Another speaker to make use of graphic charts to make their point was Karin Langeveld, co-founder of Trapped In Suburbia, whose analysis of working on creative projects with clients plotted a line from ‘pure magic’ to ‘pure tragic’. Unlike Strange, the Dutch studio has a firm belief in keeping to 9-5 hours and making the most of ‘off’ time to recharge the batteries.
She also employed pie charts to determine how she decides what projects to take on, based on three ‘P’s: press appeal, pay, and play value. An equal three-way split, or ideally a bigger weighting towards ‘play’, and she does the job. Anything else is a no.

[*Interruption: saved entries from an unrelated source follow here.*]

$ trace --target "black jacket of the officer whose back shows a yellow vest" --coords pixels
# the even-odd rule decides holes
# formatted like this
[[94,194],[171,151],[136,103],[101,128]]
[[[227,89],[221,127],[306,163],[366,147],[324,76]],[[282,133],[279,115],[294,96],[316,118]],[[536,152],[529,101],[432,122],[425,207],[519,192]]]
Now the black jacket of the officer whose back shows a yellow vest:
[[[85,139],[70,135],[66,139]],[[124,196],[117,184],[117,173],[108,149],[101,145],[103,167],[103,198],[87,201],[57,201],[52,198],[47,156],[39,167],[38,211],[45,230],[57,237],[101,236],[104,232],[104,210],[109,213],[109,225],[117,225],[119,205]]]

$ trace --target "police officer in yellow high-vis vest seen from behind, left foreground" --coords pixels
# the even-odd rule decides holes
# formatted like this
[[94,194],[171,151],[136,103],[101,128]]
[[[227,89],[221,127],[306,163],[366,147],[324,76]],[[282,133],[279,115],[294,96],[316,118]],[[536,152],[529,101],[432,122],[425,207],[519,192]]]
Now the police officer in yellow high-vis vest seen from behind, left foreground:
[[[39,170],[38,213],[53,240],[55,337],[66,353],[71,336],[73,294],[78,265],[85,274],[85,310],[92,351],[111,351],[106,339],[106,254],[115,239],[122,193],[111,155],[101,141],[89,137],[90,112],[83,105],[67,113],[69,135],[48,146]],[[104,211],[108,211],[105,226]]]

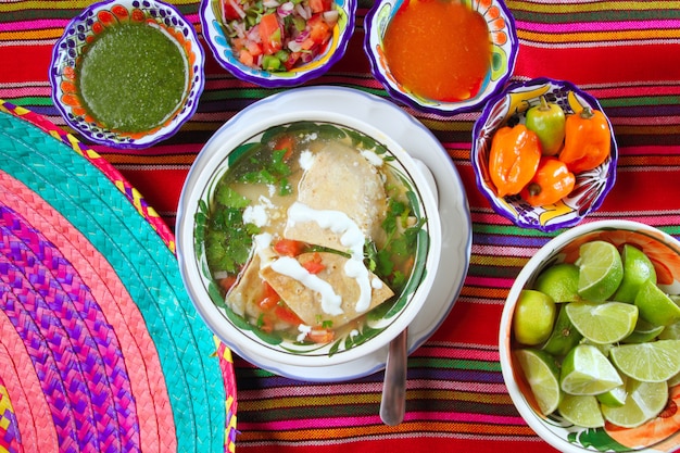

Both Strange and Langeveld also discussed the hands-on, physical nature of some of their work – from building physical masks for video shoots to playing with innovative materials, such as ‘bake to reveal’
type – and this was a theme echoed throughout the day.
Satirical sculptor Wilfrid Wood, who cut his teeth on caustic 1980s puppetry show Spitting Image, discussed everything from crafting celebrity likenesses to recruiting lifedrawing models via Grindr, while Morag Myerscough shared the labour of love involved in painting her giant installations.
“It’s 30 minutes between coats, which limits what I can do in a day,” she said. “I have people to help, but I often paint all night on my own. It’s OK though, I only live upstairs.”
Brendan Dawes celebrated the “beautiful inconvenience in physical objects”, and how data can translate into something much more tangible and accessible. “Machines don’t understand it, it’s not logical, but it makes us human,” he insisted.
“When you speak in a universal language, people latch onto it,” he continued, giving the example of an installation of his Happiness Machine – an internet-connected printer that randomly dispenses happy thoughts – in Germany, where some elderly ladies spent 10 minutes glued to the window in the rain watching it. “They didn’t care about the tech, they just cared about the messages,” he smiled.
Anthony Burrill was very frank about the group effort involved in his iconic letterpressed poster, ‘Work Hard and Be Nice to People’, and had his own story of elderly inspiration: the phrase itself was overhead from an old lady on Clapham High Street, and his printers, Ian and Derrick, set the type with fairly minimal direction.
“I made a few hundred to send to friends, and then it was my wife who had the idea of selling it,” he admitted. “40,000 copies later… thanks, Ian and Derrick.”
Clockwise from far left: Anthony Burrill discusses the power of ideas; the enraptured crowd in Bristol, and enjoying a drink afterwards; several speakers ran hands-on workshops on the Saturday; Karin Langeveld from Trapped In Suburbia.